At commit e63c79c81e we have enabled this feature during
tactic execution, and fixed performance problems in the Certigrad
project (by @dselsam).
However, this change produced unexpected performance problems in
other Lean files (example: @JasonGross example at issue #1646 was 10x
slower after the commit above).
After analyzing the performance logs, I conjecture the hash_consing
may produce a substantial performance overhead if the following property
doesn't hold.
- Let `cache` be the hash_consing cache, then for each `e` in `cache`,
all children of `e` are also in the `cache`.
If the property above is not true, we may have problem whenever
we add an expression `t` containing multiple copies of a big term `T`.
For example, support we insert `f T_1 T_2`, where `T_1` and `T_2` are
structurally equal but are not pointer equal. Then, if we try to insert
`f T_2 T_1`, we will have to compare the huge terms twice, and the
comparison will be proportional to the size of `T_i`.
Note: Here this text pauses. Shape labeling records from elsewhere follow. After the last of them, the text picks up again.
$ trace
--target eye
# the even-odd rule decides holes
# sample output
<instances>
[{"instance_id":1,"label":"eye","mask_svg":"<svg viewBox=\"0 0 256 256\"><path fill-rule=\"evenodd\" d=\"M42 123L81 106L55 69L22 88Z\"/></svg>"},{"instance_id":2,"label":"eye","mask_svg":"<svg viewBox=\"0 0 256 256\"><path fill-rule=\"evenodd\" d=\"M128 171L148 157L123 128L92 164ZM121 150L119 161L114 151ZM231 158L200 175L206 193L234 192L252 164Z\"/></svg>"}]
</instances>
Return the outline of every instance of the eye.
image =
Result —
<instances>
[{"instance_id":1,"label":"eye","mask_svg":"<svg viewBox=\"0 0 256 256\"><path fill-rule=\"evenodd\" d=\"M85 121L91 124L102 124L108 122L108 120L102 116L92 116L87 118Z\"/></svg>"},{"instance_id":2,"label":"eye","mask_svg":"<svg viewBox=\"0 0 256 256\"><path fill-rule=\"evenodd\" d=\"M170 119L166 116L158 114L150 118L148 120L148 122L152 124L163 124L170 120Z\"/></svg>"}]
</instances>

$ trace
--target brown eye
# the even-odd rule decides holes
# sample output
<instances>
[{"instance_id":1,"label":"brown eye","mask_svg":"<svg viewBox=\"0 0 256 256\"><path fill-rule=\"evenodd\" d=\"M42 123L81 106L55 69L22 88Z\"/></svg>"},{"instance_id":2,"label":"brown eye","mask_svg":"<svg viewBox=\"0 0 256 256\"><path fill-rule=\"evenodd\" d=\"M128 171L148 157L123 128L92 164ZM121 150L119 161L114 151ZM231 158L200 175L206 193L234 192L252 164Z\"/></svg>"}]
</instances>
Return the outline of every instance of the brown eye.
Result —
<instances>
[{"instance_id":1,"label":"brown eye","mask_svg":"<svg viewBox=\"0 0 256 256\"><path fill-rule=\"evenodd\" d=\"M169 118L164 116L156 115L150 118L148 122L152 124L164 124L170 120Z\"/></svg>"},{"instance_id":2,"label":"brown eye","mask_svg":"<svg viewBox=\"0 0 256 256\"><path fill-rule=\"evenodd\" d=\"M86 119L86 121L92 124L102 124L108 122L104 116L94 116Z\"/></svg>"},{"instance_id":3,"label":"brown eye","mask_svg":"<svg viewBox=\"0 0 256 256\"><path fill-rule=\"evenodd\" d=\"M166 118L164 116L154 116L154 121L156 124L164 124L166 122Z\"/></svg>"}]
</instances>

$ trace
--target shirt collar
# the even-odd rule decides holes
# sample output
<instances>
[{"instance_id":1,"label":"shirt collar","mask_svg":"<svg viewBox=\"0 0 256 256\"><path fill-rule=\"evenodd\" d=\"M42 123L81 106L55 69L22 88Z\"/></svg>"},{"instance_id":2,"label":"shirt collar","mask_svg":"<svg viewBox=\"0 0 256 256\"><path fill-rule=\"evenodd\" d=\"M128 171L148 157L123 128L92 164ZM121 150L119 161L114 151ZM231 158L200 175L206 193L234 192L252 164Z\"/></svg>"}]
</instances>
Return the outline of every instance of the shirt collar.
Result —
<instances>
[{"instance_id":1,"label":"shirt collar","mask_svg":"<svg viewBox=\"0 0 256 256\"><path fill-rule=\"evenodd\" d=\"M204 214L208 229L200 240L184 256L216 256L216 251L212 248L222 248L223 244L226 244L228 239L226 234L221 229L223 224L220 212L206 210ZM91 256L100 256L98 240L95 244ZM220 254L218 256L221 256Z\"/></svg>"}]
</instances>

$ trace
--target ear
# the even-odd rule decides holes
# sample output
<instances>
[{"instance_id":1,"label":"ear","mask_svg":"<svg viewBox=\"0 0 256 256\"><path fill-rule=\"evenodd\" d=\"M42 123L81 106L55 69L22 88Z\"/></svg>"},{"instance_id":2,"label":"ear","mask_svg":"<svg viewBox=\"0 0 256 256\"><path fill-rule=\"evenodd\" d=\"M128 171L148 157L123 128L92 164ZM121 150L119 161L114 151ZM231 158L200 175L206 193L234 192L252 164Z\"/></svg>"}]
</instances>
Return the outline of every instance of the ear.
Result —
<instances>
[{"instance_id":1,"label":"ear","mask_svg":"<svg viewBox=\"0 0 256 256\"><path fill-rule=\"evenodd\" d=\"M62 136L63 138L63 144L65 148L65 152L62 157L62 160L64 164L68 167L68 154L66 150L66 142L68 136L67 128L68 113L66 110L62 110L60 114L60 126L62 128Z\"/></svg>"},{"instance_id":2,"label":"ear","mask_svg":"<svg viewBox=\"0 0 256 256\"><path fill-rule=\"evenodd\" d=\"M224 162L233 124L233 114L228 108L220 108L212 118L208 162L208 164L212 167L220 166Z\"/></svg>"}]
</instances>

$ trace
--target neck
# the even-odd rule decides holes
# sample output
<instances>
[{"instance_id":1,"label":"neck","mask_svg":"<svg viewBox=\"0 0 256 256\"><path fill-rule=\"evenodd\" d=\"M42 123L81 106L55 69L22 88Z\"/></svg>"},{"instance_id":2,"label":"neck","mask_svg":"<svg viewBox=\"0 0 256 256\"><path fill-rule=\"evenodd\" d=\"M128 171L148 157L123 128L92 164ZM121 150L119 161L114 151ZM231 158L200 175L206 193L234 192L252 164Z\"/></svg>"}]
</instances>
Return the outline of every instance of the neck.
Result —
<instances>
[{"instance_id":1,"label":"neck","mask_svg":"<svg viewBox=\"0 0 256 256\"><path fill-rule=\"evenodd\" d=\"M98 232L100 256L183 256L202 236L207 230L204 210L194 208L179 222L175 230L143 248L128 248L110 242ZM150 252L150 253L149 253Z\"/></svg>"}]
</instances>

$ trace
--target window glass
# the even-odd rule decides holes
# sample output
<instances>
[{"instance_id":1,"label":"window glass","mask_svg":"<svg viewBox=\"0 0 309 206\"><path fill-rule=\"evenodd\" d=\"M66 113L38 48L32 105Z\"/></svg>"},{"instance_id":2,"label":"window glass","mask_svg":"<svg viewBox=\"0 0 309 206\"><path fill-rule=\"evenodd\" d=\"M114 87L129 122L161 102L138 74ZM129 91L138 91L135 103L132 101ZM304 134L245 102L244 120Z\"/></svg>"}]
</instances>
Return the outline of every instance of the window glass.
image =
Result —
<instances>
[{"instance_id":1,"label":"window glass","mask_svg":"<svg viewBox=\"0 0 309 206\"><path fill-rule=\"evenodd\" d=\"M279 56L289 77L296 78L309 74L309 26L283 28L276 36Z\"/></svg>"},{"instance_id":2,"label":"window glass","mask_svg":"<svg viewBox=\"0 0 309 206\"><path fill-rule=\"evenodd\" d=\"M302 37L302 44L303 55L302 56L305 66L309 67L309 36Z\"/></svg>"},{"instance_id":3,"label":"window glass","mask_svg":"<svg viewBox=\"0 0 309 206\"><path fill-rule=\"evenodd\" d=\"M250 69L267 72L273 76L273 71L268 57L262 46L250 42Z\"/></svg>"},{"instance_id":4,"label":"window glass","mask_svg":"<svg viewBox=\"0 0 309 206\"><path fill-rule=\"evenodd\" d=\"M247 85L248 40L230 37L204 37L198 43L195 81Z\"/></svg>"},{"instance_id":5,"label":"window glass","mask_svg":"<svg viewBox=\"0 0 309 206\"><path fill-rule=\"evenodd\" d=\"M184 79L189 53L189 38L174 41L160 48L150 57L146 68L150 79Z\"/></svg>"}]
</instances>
This commit tries to address this performance problem by enforcing
the property above. This is not a perfect solution since we may keep
trying to create terms using big terms created before hash_consing
has been enabled. After this commit, the example at issue #1646
is only 1.4x slower. It didn't impact the standard library
compilation (memory nor time).
I'm using this commit is a temporary workaround. We should probably
remove the hash_consing support from the kernel, and implement it
in key places. For example, for Certigrad, we can control memory
consumption by using hash_consing only during `simp`,
`instantiate_mvars` and `elaborator` finalization procedure.
@gebner @kha Any ideas/suggestions for this hash_consing issue?